Article Preview
Top1. Introduction
NVMe SSD (NVMe Specification,2016) has high I/O operations per second (IOPS) with very low latencies, making it a good choice for storage in data centers. However, the Flash devices are always deployed over provisioning and caused underutilization in data centers (Ana, Christoforos, Eno, Binu, & Sanjeev, 2016). Disk sharing by way of remote access is a good way to solve disk over provisioning and underutilized issue.
The main stream of remote data access is via network. Disk access over the network can improve utilization on any machine that has spare capacity and bandwidth or on servers dedicated to sharing storages.
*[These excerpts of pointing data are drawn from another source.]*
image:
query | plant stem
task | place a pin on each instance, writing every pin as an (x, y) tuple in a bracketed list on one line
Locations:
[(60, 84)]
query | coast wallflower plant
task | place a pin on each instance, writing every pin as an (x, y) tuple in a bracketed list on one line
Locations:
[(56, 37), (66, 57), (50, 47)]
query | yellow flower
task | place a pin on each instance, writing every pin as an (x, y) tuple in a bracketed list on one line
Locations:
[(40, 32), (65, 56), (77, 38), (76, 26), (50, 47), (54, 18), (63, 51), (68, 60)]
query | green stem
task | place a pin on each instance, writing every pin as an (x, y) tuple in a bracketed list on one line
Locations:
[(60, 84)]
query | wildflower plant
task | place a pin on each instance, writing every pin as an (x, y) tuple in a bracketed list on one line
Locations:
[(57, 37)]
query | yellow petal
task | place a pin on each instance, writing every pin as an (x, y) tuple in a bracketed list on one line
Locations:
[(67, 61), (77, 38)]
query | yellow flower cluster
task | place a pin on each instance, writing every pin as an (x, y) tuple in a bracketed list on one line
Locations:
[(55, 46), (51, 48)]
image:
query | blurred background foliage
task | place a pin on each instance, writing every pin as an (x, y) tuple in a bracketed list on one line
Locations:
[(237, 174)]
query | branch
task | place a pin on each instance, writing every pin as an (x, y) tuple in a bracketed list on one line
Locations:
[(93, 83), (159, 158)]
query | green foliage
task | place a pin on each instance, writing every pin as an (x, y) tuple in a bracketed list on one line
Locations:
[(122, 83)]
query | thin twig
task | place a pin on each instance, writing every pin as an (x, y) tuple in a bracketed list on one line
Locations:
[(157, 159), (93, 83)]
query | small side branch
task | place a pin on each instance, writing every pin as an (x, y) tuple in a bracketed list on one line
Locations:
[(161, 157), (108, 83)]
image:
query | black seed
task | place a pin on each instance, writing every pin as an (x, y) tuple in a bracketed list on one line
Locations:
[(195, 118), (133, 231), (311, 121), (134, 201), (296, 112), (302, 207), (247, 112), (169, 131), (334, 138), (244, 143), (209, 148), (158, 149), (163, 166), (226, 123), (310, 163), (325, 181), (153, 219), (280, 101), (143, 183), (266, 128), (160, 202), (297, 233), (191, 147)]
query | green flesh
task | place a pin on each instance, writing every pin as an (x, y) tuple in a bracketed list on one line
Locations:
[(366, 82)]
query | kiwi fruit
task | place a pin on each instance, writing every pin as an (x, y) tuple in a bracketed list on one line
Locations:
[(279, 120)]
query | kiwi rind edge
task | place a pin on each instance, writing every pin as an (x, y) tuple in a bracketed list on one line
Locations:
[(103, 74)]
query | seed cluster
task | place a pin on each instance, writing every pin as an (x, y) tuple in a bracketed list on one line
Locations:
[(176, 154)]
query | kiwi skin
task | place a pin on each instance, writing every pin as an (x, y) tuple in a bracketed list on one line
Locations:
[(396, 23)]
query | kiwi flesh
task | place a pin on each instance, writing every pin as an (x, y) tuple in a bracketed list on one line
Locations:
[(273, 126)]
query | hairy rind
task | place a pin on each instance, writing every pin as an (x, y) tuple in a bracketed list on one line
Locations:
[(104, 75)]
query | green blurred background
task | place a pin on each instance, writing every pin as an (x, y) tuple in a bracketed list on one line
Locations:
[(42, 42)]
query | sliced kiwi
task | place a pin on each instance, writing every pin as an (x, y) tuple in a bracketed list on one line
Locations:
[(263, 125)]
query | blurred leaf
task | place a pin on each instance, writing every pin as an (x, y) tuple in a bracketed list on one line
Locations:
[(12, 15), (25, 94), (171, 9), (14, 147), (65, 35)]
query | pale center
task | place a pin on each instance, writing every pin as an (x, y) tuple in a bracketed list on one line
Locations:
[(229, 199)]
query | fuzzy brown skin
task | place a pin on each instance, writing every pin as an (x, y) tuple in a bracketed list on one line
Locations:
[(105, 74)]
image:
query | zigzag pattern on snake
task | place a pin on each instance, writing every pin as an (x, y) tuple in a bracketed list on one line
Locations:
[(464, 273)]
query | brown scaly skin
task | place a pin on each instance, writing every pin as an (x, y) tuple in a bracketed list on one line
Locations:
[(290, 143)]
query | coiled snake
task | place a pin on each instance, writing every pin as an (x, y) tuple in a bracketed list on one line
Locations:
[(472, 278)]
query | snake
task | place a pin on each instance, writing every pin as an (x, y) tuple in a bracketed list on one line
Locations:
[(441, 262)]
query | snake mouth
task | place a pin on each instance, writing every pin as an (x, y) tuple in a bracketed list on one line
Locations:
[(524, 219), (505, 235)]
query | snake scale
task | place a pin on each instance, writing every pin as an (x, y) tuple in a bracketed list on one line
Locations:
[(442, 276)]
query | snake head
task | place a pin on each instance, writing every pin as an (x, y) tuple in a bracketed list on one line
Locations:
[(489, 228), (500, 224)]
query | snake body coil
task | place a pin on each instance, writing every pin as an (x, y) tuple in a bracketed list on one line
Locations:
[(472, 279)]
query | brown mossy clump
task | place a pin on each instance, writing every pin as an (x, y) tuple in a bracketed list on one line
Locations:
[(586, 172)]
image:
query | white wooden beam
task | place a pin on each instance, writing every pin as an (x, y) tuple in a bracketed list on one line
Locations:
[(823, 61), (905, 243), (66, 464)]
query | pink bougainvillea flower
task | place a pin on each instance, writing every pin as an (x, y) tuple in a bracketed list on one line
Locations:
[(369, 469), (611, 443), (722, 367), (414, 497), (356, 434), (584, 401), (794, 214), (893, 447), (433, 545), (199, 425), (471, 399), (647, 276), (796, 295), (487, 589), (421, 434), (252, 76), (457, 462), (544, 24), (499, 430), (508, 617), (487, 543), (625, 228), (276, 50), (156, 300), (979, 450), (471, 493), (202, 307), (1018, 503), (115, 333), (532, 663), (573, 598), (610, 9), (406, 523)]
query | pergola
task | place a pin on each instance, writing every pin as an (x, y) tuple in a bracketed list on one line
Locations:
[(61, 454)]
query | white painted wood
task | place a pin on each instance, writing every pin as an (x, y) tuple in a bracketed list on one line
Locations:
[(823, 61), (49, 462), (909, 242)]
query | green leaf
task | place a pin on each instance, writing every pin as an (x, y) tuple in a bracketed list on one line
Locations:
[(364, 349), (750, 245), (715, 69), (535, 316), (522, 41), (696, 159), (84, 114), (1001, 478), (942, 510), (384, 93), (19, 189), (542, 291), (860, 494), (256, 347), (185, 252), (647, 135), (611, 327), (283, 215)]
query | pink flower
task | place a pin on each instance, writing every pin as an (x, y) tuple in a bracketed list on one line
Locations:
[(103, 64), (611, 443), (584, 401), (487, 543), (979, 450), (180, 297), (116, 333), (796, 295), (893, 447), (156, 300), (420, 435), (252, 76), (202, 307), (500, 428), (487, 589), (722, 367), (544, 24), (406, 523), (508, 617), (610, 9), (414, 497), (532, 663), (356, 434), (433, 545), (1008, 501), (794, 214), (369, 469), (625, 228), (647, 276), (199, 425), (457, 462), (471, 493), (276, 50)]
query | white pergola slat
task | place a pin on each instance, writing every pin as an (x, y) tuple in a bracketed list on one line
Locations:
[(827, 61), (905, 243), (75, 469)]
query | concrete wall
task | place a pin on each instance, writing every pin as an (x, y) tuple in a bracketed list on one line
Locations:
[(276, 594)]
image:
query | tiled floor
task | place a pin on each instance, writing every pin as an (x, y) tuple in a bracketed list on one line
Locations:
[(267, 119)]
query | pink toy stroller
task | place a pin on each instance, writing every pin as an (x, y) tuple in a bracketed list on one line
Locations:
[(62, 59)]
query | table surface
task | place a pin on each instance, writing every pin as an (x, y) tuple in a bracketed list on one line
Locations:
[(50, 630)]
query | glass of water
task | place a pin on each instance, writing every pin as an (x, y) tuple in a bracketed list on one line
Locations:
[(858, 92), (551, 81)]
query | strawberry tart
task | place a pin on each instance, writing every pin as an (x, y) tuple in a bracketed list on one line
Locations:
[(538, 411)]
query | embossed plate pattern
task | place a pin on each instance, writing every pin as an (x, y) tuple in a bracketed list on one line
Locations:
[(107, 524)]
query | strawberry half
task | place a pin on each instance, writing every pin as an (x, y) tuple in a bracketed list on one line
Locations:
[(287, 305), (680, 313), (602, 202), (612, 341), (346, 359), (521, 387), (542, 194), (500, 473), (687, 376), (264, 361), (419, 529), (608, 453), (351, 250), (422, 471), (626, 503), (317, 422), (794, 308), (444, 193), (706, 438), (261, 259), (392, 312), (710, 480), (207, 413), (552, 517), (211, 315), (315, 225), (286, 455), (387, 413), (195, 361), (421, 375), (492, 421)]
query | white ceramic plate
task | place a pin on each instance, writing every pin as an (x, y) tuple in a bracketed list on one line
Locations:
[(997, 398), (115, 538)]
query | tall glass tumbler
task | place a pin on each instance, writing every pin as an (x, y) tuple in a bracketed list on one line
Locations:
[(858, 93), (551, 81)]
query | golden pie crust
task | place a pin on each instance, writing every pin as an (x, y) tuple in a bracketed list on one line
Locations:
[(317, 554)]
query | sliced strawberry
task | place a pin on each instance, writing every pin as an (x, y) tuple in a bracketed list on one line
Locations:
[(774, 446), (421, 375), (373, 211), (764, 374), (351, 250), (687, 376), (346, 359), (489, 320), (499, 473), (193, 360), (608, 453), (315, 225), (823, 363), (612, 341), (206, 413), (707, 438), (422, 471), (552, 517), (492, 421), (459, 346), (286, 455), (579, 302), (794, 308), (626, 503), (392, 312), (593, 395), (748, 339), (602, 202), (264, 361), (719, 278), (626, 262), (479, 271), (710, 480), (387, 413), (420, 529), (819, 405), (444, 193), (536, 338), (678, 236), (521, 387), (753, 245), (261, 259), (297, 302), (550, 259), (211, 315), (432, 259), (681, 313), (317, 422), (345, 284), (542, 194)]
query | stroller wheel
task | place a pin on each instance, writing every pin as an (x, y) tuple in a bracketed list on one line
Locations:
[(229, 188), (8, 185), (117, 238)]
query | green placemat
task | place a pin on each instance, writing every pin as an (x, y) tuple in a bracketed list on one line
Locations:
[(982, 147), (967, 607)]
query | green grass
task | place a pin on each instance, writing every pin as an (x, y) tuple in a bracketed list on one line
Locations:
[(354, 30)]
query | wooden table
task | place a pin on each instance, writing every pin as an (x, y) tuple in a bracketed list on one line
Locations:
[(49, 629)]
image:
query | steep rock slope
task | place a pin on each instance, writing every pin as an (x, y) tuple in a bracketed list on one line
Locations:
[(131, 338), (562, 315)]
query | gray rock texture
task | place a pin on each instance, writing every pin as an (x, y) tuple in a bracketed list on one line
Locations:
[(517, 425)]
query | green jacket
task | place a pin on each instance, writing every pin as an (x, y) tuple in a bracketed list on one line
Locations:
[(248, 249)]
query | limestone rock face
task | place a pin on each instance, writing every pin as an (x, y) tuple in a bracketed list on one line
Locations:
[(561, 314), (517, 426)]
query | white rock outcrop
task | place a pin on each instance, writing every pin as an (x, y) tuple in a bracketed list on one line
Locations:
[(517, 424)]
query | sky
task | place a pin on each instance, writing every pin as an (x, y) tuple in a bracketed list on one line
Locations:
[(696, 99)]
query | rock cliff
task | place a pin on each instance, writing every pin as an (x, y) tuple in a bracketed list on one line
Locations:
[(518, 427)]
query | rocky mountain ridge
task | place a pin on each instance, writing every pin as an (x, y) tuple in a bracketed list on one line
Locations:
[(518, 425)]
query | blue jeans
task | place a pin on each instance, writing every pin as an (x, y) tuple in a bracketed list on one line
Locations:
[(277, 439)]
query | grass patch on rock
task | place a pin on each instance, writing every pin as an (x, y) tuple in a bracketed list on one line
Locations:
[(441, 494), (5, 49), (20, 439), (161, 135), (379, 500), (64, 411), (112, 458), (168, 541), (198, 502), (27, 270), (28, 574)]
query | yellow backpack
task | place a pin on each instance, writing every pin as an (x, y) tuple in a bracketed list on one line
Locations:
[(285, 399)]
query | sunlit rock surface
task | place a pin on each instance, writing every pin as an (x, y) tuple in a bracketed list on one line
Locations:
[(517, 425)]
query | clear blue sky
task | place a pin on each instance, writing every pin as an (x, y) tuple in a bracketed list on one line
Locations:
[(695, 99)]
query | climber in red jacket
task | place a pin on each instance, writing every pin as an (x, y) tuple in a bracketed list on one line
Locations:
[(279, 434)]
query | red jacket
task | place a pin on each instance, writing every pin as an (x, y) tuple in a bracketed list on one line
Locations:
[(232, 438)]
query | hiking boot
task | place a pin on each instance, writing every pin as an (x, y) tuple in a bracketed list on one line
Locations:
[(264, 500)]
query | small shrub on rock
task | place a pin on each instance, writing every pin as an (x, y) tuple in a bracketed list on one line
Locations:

There is a significant challenge for remote access to achieve the same performance like local access. Taking iSCSI (Satran, 2004), a network based protocol as an example, its performance is significant lower than local access. Figure 1 depicts how initator (iSCSI Initiator, 2016) remotely accesses NVMe SSD of target (Ubuntu 16.04: Install tgt for iSCSI target, 2016) via iSCSI in Linux kernel stack (Werner, 2015). An application in initiator wants to read data of NVMe SSD in target. The read command needs to be passed into Linux kernel and processed in sequence by block layer, SCSI layer, iSCSI layer, TCP/IP, NIC driver, finally the encapsulated read command is delivered to target side via network. The encapsulated read command in NIC driver of target is extracted in sequence of TCP/IP, iSCSI layer, block layer, NVMe driver, then the NVMe SSD controller fetches the read command and executes it. The returned data is transferred backward through the same procedures. The IOPS of remote access to NVMe SSD via iSCSI only reach one fifth of local access by our experiment. The slow performance is caused by the complicated procedures in Linux kernel stack.
Figure 1.
Remote access NVMe SSD via iSCSI in Linux kernel stack
There were proposals to speed up network performance for remote access. One proposal was to optimize iSCSI in flash disaggregation system (Ana, Christoforos, Eno,Binu, & Sanjeev, 2016). Another proposal ReFlex (Ana,Heiner, & Christoforos, 2017) optimized TCP/IP, Ethernet and NVMe driver (Intel Linux NVMe Driver, 2016). These proposals needed to modify iSCSI, TCP/IP software stacks, and it may cause porting issues in different kernel versions.
The authors propose the novel design to improve remote access NVMe SSD performance. The design is enabling remote access NVMe SSD via PCIe NTB (Non-Transparent Bridge) (Intel ntb specification, 2000). Instead of SCSI/iSCSI, and TCP/IP processed in both side of servers, the authors design a remote NVMe driver to shake hands with NVMe driver via NTB and gain direct control of NVMe SSD.
Figure 2 depicts how to remotely access NVMe SSD via NTB in Linux kernel stack (Werner, 2015). An application in server 1 wants to read data of NVMe SSD in server 2. The read command is passed into Linux kernel and processed by block layer, then the read request is dispatched to remote NVMe driver. The remote NVMe driver fills in dedicated I/O queue of NVMe driver via NTB, then finally the NVMe controller fetches and executes it. The returned read data is transferred backward to remote NVMe driver via NTB. The performance of remote access NVMe SSD via NTB can approach the local access.
The following sections will introduce the adopted technology, design methodology, test tools, and experiment results.
Figure 2.
Remote access NVMe SSD via NTB in Linux kernel stack
Top2. Background
The research focuses on remote access NVMe SSD via NTB. It is based on these technologies to accomplish, including NTB and NVMe I/O queues sharing.